Tjong was a President's Scholar, and he was also awarded a Colombo Plan scholarship. Tjong obtained a Bachelor of Commerce in economics and a Bachelor of Science in industrial engineering from the University of Newcastle. Later, he attended the University of Singapore. Tjong graduated with a Bachelor of Economics and a Master of Science in industrial engineering.

== Career ==
From 1976 to 1979, Tjong worked in the Ministry of Defence, and the Security and Intelligence Division. In August 1979, he was transferred to the Internal Security Department (ISD). In 1984, Tjong was promoted to deputy director of the department.

On 1 May 1986, Tjong succeeded Eddie Teo as director of ISD. Tjong was the first bilingual ISD director.
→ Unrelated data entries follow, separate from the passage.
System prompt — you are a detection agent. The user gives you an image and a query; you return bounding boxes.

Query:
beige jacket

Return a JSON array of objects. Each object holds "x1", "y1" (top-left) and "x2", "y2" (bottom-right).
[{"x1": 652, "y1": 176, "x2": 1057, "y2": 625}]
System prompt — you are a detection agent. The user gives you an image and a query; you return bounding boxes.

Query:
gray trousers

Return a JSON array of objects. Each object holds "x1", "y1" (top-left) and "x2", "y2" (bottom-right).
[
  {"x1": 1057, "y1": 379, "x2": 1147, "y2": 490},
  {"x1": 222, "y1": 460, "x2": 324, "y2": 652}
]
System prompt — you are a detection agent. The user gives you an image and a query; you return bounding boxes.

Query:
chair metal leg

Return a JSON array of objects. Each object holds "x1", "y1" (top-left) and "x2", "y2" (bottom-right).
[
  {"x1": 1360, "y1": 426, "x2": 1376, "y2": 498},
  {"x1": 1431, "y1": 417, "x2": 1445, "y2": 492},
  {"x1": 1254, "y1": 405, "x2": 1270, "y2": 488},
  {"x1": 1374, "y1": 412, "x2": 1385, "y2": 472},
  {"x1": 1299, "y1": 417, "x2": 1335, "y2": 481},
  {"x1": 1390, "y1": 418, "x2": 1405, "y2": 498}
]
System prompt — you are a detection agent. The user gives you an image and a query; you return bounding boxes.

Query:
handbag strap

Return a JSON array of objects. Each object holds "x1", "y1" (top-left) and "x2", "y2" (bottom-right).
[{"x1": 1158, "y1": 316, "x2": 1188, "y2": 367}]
In May 1988, during a parliamentary debate of the Internal Security Act, Prime Minister Lee Kuan Yew said that Tjong was not a Gestapo chief and "is amongst the ablest of the 11 directors of Special Branch and ISD".

On 1 March 1993, Tjong was appointed as permanent secretary in the Ministry of Communications, succeeding Tan Guong Ching, and Chiang Chie Foo became director of ISD. In April 1993, he was appointed as a director of Singapore Shipbuilding and Engineering.

On 1 February 1994, Tjong was appointed as a director of Singapore Press Holdings (SPH). On 1 April 1994, he succeeded Tan as chairman of the Telecommunication Authority of Singapore (TAS).

On 1 November 1995, Tjong was appointed as executive director of SPH and retired from the public service. He was succeeded by Teo Ming Kian as permanent secretary of the ministry and chairman of TAS. On 1 April 1996, Tjong was appointed as a board member of the Civil Service College. On 1 June 1996, he was appointed as a director of Singapore Airlines.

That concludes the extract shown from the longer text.